1639. Chocolate 2
Time limit: 1.0 second
Memory limit: 64 MB
Little Boy is mad at Karlsson, who ate all the sweets in the flat and even went to the neighbours to eat their sweets too. Now Little Boy‘s parents brought home a chocolate bar, and, sure enough, Karlsson
is here already and wants to eat it. However, this time Little Boy has firmly decided that not a single piece of chocolate will go to this glutton. Little Boy wants to use Karlsson‘s addiction to the games of chance and suggests playing the following game.
A chocolate bar can be considered as a rectangle of square “units” arranged in m rows and n columns and separated by “lines”. Two players take alternate turns. At his turn, a player must take one piece of chocolate and split it into two along
one of the lines. If a player can‘t make a legal move (which happens when all pieces of chocolate consist of a single unit square), he loses, and the winner takes all the chocolate.
But Karlsson is smart enough! He immediately understood who should make the first turn in order for Karlsson to win, assuming that players take optimal turns.
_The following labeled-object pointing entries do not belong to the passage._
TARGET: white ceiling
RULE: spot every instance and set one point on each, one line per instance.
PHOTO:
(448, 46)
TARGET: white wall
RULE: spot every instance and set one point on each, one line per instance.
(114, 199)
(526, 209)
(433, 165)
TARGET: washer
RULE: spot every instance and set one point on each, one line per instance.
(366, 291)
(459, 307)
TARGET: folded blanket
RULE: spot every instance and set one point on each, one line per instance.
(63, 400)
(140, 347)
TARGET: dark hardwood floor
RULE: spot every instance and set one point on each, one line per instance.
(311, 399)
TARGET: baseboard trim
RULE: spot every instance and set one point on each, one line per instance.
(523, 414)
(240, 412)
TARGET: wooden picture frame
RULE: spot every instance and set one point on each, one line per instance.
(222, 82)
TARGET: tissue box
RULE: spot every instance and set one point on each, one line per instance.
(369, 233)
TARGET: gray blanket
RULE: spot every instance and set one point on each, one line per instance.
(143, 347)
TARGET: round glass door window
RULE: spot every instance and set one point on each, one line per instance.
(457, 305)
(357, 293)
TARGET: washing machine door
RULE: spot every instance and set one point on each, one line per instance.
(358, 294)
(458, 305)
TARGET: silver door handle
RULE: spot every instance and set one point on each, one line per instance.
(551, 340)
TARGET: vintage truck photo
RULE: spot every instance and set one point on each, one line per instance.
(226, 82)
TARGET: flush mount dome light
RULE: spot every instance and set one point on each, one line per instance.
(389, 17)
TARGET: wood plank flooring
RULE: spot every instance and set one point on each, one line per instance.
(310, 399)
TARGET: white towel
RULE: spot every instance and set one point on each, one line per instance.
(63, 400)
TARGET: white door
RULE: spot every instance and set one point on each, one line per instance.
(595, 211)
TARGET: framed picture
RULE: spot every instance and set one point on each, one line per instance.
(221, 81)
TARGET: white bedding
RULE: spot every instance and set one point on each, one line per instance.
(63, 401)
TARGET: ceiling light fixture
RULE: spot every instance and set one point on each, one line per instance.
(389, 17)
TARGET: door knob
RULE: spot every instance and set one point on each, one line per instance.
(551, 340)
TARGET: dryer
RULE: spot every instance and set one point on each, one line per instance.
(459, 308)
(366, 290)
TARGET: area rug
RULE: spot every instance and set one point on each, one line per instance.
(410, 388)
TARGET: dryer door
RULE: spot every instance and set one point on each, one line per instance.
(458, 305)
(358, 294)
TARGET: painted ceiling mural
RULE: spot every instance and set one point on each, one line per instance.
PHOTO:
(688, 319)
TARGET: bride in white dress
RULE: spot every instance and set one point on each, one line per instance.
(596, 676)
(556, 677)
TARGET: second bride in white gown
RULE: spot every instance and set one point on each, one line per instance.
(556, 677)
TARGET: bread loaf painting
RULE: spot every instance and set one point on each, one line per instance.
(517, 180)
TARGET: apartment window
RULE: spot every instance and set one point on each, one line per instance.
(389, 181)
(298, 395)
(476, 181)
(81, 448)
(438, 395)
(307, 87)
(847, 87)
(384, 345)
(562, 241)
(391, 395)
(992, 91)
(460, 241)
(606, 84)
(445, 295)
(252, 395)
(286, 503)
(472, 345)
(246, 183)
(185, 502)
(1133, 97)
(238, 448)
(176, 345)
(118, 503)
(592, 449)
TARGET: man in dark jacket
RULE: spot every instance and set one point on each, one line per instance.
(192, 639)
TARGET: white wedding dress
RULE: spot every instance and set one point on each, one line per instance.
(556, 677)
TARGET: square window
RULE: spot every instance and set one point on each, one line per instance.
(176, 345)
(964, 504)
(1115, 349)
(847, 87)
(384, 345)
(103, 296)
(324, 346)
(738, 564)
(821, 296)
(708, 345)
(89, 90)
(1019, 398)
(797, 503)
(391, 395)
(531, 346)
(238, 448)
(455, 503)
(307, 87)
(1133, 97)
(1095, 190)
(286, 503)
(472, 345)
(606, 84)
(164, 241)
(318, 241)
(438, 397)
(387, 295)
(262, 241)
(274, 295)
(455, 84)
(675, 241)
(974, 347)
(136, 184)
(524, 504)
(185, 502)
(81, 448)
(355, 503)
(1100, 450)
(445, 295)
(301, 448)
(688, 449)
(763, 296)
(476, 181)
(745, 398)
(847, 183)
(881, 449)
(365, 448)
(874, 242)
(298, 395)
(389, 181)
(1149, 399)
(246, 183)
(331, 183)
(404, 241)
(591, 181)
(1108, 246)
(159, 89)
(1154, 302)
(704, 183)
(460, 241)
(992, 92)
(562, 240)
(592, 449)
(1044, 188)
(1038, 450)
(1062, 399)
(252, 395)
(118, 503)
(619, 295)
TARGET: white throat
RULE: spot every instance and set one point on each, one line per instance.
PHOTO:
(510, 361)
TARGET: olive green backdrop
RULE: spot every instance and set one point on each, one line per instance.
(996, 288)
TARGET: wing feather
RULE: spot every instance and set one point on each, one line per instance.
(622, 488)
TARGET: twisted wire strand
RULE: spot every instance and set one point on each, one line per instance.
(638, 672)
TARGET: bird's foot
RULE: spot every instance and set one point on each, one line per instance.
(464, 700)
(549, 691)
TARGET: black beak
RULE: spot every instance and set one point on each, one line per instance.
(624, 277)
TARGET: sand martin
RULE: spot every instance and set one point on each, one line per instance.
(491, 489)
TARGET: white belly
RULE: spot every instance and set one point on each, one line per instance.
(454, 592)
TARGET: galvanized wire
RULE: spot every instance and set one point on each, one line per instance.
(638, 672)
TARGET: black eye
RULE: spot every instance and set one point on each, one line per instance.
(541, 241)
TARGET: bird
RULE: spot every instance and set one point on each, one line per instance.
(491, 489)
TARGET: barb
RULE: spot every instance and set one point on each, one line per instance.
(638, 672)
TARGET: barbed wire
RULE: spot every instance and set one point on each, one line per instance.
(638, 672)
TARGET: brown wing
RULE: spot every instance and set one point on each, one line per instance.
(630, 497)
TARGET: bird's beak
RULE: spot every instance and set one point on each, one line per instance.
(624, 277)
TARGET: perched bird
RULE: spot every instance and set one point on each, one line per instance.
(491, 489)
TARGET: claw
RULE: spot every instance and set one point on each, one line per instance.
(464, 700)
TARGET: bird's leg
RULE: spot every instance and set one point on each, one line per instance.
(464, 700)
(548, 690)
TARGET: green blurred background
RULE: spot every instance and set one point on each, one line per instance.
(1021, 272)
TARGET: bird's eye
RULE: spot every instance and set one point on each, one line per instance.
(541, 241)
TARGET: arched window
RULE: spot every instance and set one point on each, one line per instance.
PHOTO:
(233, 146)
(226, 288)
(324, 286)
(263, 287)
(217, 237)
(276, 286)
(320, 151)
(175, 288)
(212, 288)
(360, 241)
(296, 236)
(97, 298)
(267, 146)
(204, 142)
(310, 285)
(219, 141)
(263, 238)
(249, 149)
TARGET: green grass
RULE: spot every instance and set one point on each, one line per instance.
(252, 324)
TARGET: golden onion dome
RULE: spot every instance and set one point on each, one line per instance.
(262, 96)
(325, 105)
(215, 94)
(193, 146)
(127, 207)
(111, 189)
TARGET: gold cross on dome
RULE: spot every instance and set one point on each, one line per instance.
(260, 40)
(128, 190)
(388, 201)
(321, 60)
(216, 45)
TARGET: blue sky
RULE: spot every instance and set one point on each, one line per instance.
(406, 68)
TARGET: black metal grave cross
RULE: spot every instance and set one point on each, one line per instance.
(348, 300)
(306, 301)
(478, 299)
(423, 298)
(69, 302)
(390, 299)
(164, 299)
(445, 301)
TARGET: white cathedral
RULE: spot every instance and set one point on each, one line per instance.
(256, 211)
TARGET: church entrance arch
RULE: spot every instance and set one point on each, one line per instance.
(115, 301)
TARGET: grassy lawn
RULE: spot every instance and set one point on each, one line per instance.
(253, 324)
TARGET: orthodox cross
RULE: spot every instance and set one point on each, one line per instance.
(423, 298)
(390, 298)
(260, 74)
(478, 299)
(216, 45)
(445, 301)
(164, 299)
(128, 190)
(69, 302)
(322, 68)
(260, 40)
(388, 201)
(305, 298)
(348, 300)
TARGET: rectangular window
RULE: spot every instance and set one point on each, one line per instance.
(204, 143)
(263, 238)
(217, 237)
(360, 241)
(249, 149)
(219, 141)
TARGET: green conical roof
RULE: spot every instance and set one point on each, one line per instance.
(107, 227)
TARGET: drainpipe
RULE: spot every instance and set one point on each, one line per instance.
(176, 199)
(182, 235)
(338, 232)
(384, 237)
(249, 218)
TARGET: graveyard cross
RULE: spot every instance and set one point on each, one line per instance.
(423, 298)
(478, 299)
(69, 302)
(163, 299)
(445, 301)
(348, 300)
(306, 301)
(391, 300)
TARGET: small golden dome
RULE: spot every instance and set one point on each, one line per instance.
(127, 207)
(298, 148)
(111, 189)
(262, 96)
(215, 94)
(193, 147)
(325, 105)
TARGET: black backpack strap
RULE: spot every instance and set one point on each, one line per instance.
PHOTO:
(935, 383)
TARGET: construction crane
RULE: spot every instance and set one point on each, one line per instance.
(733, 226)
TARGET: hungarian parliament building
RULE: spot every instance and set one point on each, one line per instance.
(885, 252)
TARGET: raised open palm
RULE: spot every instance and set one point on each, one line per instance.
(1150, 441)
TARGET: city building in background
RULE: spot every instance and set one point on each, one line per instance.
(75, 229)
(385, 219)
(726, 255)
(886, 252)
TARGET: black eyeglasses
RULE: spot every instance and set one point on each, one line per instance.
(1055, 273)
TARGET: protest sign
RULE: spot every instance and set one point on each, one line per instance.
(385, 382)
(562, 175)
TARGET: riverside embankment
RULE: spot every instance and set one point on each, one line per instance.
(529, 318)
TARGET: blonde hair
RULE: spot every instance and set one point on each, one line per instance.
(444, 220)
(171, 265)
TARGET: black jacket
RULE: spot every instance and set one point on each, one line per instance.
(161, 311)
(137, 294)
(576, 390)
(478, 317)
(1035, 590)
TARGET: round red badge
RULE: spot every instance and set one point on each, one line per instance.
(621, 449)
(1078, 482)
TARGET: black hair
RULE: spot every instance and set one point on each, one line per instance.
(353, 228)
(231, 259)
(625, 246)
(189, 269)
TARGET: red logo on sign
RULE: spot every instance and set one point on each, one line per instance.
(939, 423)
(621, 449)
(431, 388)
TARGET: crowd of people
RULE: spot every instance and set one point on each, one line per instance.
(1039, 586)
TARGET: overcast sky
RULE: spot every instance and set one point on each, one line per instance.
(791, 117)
Can you guess that?
Input
The only line of the input contains space-separated integers m and n (1 ≤ m, n ≤ 50).
Output
If Karlsson should start the game in order to win, output “[:=[first]”; otherwise, output “[second]=:]”.
Samples
| input | output |
|---|---|
2 4 |
[:=[first] |
1 3 |
[second]=:] |
题意:有划了n*m条线的巧克力,两人轮流沿线对折,第一个不能对折的那个人为输。
解析:简单博弈论。
AC代码:
#include <cstdio>
int main(){
int n, m;
while(scanf("%d%d", &n, &m)==2){
if(n * m & 1) puts("[second]=:]");
else puts("[:=[first]");
}
return 0;
}